While Airbnb today runs primarily on a standard service-oriented architecture, over the last three years we've developed a new way to organize our software in a system called Viaduct. In Viaduct, rather than publish a set of remote procedural entry points, teams contribute schema fragments to an Airbnb-wide "central schema." Viaduct "modules" -- our equivalent of microservices -- interact with each other via GraphQL operations issued against this central schema. In keeping with the overall philosophy of GraphQL, teams are encouraged to extend the existing central schema, rather than build unconnected schema silos, and Viaduct provides modular mechanisms to allow them to do so.

In this talk we will introduce Viaduct using a small example, discuss the benefits and challenges we've faced with Viaduct at Airbnb, and share our vision for the future of Viaduct. We will also compare and contrast Viaduct, SOA, and monoliths as alternative architectures for large-scale cloud software systems.

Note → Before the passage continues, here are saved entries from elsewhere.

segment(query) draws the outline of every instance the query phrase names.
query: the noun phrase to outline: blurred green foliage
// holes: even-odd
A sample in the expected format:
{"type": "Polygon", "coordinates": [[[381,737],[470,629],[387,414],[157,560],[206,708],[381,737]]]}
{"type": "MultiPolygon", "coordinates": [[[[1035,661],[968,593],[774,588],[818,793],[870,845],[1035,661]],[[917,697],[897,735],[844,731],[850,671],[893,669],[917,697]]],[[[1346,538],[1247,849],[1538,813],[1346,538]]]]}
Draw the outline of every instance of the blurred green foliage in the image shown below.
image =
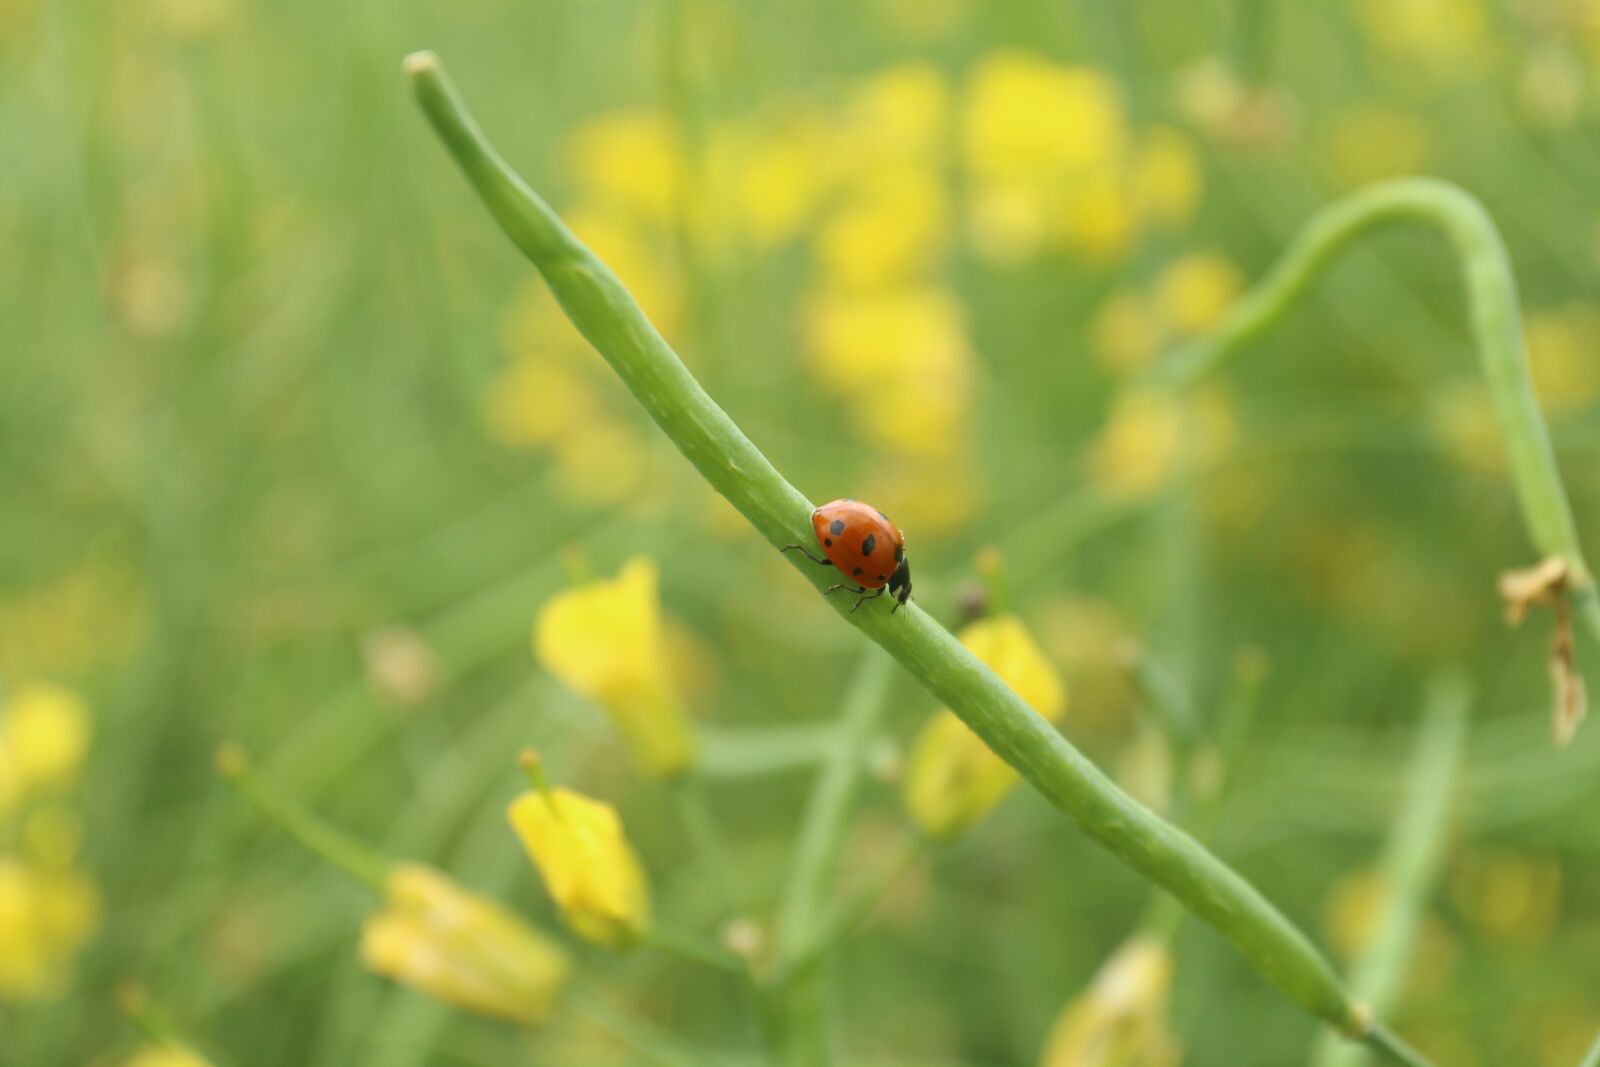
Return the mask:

Bio: Raymie Stata is a software engineer with over thirty years of experience in areas including formal methods, programming languages, information retrieval, and large-scale software engineering. He received his PhD from MIT in 1996; his thesis explored the formal semantics of object-oriented programs. After graduating he spent six years at DEC's Systems Research Center, where he continued to work on formal methods and eventually transitioned into Web search. He spent seven years at Yahoo! working on search and advertising systems, eventually becoming Yahoo!'s CTO. Most recently he's spent five years at Airbnb helping to replatform their software stack. Stata is also the founder of two software companies, selling a desktop-search company to Yahoo! in 2001, and a "Big Data"-as-a-Service company to SAP in 2016.